Ahora volvía para una revisión rutinaria. No había motivo de alarma, pero seguía temiendo lo peor: cualquiera que haya tenido varios abortos espontáneos sabe que no debe dar nada por sentado.
Mi médico permaneció en silencio, frotando con su sonda sobre mi vientre. Ambos vimos un feto perfectamente inmóvil. Desvié la mirada hacia el techo mientras las lágrimas empezaban a brotar. Esto no puede estar pasando otra vez, pensé, simplemente no puede estar pasando. Otra vez. Me senté en la sala de espera de la clínica mientras mi médico llamaba al hospital para organizar mi aborto.
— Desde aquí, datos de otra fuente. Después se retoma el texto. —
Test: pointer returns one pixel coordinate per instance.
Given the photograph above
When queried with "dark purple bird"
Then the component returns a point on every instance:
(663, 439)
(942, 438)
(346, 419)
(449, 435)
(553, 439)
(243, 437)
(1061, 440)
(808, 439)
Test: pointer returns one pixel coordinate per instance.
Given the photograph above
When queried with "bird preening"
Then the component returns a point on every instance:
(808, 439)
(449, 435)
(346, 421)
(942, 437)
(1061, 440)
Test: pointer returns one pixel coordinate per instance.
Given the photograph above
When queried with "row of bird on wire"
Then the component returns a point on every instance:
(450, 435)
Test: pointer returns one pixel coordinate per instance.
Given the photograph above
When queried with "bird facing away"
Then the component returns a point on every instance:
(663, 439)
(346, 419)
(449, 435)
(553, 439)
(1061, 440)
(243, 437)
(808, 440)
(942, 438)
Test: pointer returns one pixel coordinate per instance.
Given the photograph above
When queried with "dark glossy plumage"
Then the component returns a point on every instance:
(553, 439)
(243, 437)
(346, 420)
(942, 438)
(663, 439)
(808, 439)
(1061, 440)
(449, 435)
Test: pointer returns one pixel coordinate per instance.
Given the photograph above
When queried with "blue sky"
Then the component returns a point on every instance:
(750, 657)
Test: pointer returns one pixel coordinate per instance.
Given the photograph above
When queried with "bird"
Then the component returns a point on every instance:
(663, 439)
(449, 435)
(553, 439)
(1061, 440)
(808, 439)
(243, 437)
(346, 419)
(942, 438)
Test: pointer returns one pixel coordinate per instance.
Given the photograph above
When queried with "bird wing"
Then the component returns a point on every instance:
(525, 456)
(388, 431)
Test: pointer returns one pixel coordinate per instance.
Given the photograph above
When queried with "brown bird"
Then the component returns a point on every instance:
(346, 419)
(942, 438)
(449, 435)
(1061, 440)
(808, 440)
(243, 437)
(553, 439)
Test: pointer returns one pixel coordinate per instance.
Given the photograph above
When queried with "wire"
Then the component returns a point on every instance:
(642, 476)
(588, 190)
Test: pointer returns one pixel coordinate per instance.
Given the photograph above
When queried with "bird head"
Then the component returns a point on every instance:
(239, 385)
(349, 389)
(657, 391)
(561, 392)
Mi sexto procedimiento, después de cuatro abortos y la extirpación de un quiste ovárico.
Había perdido más embarazos de los que me gustaría pensar. El proceso que siguió se había convertido en una rutina, pero una vez que llegué a la habitación que me habían asignado la tristeza y la pena me abrumaron. ¿Cómo podía ser que un minuto hubiera un bebé vivo en mi cuerpo y al siguiente no? ¿Cómo podía ser que esto me hubiera pasado siempre, alrededor de la misma semana de mi embarazo, y que nadie pudiera explicar la causa?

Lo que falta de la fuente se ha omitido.